O ministro da Fazenda, Henrique Meirelles, afirmou na tarde desta quarta-feira, em Washington, que deverá decidir no início da próxima semana sobre o envio ou não de um projeto de lei ou de uma medida provisória para compensar a queda de arrecadação do PIS/Cofins. Na época da decisão, a Advocacia-Geral da União estimou que o governo federal deixaria de arrecadar R$ 27 bilhões por ano com essa mudança.

- São estudos preliminares visando a recomposição da base de tributação em virtude da eliminação do ICMS da base e, portanto, recompor a tributação de maneira que não haja uma perda de arrecadação - afirmou.

O estudo prevê a elevação da alíquota de PIS e Cofins de 9,25% do faturamento das empresas para 10%.

"Isso diminui a tributação sobre cada produto, e a Receita [Federal] está efetuando estudos visando avaliar se há necessidade de alguma medida para aumentar a tributação para atingirmos um ponto de neutralidade", afirmou Meirelles.

"Quando tivermos os estudos prontos, vamos anunciar".

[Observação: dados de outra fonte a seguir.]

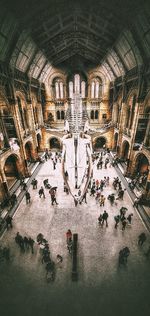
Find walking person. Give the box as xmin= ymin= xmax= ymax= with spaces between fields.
xmin=66 ymin=229 xmax=72 ymax=243
xmin=50 ymin=190 xmax=58 ymax=205
xmin=6 ymin=215 xmax=13 ymax=229
xmin=39 ymin=187 xmax=45 ymax=199
xmin=102 ymin=211 xmax=108 ymax=227
xmin=28 ymin=237 xmax=34 ymax=253
xmin=114 ymin=215 xmax=120 ymax=229
xmin=23 ymin=236 xmax=29 ymax=249
xmin=127 ymin=213 xmax=133 ymax=225
xmin=98 ymin=214 xmax=103 ymax=225
xmin=138 ymin=233 xmax=147 ymax=246
xmin=25 ymin=191 xmax=31 ymax=204
xmin=122 ymin=218 xmax=127 ymax=230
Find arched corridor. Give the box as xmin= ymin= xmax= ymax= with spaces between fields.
xmin=4 ymin=155 xmax=20 ymax=188
xmin=93 ymin=137 xmax=106 ymax=150
xmin=0 ymin=0 xmax=150 ymax=316
xmin=25 ymin=141 xmax=34 ymax=163
xmin=49 ymin=137 xmax=61 ymax=150
xmin=122 ymin=140 xmax=130 ymax=160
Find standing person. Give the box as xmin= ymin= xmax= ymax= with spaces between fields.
xmin=98 ymin=214 xmax=103 ymax=225
xmin=102 ymin=211 xmax=108 ymax=227
xmin=25 ymin=191 xmax=31 ymax=204
xmin=127 ymin=213 xmax=133 ymax=225
xmin=122 ymin=218 xmax=127 ymax=230
xmin=6 ymin=215 xmax=13 ymax=229
xmin=138 ymin=233 xmax=146 ymax=246
xmin=39 ymin=187 xmax=45 ymax=199
xmin=66 ymin=229 xmax=72 ymax=244
xmin=53 ymin=160 xmax=56 ymax=170
xmin=100 ymin=195 xmax=105 ymax=206
xmin=49 ymin=190 xmax=58 ymax=205
xmin=82 ymin=192 xmax=87 ymax=204
xmin=28 ymin=237 xmax=34 ymax=253
xmin=33 ymin=179 xmax=38 ymax=189
xmin=23 ymin=236 xmax=29 ymax=249
xmin=114 ymin=215 xmax=120 ymax=229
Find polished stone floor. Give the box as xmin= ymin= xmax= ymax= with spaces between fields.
xmin=0 ymin=160 xmax=150 ymax=316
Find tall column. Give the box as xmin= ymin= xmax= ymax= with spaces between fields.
xmin=0 ymin=169 xmax=10 ymax=197
xmin=12 ymin=100 xmax=30 ymax=177
xmin=145 ymin=166 xmax=150 ymax=199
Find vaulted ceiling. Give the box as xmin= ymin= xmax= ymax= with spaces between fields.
xmin=1 ymin=0 xmax=150 ymax=77
xmin=4 ymin=0 xmax=145 ymax=65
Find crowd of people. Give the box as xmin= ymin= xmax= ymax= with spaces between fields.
xmin=0 ymin=150 xmax=150 ymax=280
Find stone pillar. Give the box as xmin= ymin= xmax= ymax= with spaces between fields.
xmin=0 ymin=169 xmax=10 ymax=198
xmin=144 ymin=166 xmax=150 ymax=199
xmin=12 ymin=102 xmax=30 ymax=177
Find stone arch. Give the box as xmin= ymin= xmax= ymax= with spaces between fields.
xmin=134 ymin=153 xmax=150 ymax=174
xmin=4 ymin=154 xmax=21 ymax=188
xmin=113 ymin=102 xmax=119 ymax=124
xmin=61 ymin=111 xmax=65 ymax=120
xmin=121 ymin=140 xmax=130 ymax=160
xmin=93 ymin=136 xmax=107 ymax=150
xmin=31 ymin=93 xmax=40 ymax=124
xmin=56 ymin=111 xmax=60 ymax=120
xmin=16 ymin=91 xmax=29 ymax=129
xmin=94 ymin=110 xmax=99 ymax=120
xmin=90 ymin=110 xmax=94 ymax=120
xmin=49 ymin=136 xmax=62 ymax=150
xmin=36 ymin=133 xmax=42 ymax=152
xmin=126 ymin=90 xmax=137 ymax=129
xmin=24 ymin=141 xmax=34 ymax=162
xmin=113 ymin=133 xmax=118 ymax=151
xmin=0 ymin=91 xmax=17 ymax=150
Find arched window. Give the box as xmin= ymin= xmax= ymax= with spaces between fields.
xmin=23 ymin=109 xmax=29 ymax=128
xmin=91 ymin=81 xmax=95 ymax=99
xmin=95 ymin=81 xmax=99 ymax=99
xmin=69 ymin=81 xmax=73 ymax=99
xmin=81 ymin=81 xmax=85 ymax=98
xmin=91 ymin=78 xmax=102 ymax=99
xmin=61 ymin=111 xmax=65 ymax=120
xmin=74 ymin=75 xmax=80 ymax=93
xmin=17 ymin=97 xmax=25 ymax=129
xmin=95 ymin=110 xmax=98 ymax=120
xmin=55 ymin=81 xmax=59 ymax=99
xmin=55 ymin=78 xmax=64 ymax=99
xmin=129 ymin=95 xmax=136 ymax=129
xmin=59 ymin=81 xmax=64 ymax=99
xmin=91 ymin=110 xmax=94 ymax=120
xmin=56 ymin=111 xmax=60 ymax=120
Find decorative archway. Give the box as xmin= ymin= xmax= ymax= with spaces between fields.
xmin=25 ymin=141 xmax=34 ymax=162
xmin=121 ymin=140 xmax=130 ymax=159
xmin=93 ymin=136 xmax=107 ymax=150
xmin=49 ymin=137 xmax=61 ymax=150
xmin=36 ymin=133 xmax=41 ymax=151
xmin=4 ymin=155 xmax=21 ymax=188
xmin=113 ymin=133 xmax=118 ymax=151
xmin=134 ymin=153 xmax=150 ymax=174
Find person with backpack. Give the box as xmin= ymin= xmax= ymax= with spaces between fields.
xmin=102 ymin=211 xmax=108 ymax=227
xmin=39 ymin=187 xmax=45 ymax=199
xmin=25 ymin=191 xmax=31 ymax=204
xmin=138 ymin=233 xmax=146 ymax=246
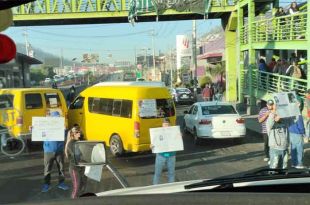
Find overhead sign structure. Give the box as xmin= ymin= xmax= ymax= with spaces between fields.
xmin=150 ymin=126 xmax=184 ymax=153
xmin=273 ymin=92 xmax=300 ymax=118
xmin=31 ymin=117 xmax=65 ymax=141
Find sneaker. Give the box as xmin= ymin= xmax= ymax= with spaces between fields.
xmin=41 ymin=184 xmax=50 ymax=193
xmin=57 ymin=182 xmax=69 ymax=191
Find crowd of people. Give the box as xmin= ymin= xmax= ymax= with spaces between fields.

O ministro da Fazenda admitiu que o texto da reforma da Previdência que está em tramitação no Congresso poderá sofrer novas alterações e reduzir seu efeito de ajuste nas contas públicas. "Esse projeto que está hoje em discussão equivale a 75% do projeto original, e nós achamos que este é um patamar que ainda está de acordo com as nossas previsões". "Agora qual é o nível disto é que nós vamos estar negociando nas próximas semanas". Segundo o ministro, a intenção é evitar perda de arrecadação.

"Estamos num processo negocial, não seria boa técnica anunciar patamar mínimo, mas vamos fazer o melhor possível", disse o ministro.

Dois itens são "certamente inegociáveis", afirmou Meirelles: a idade mínima para aposentadoria e o "fato de que deve existir uma [regra de] transição".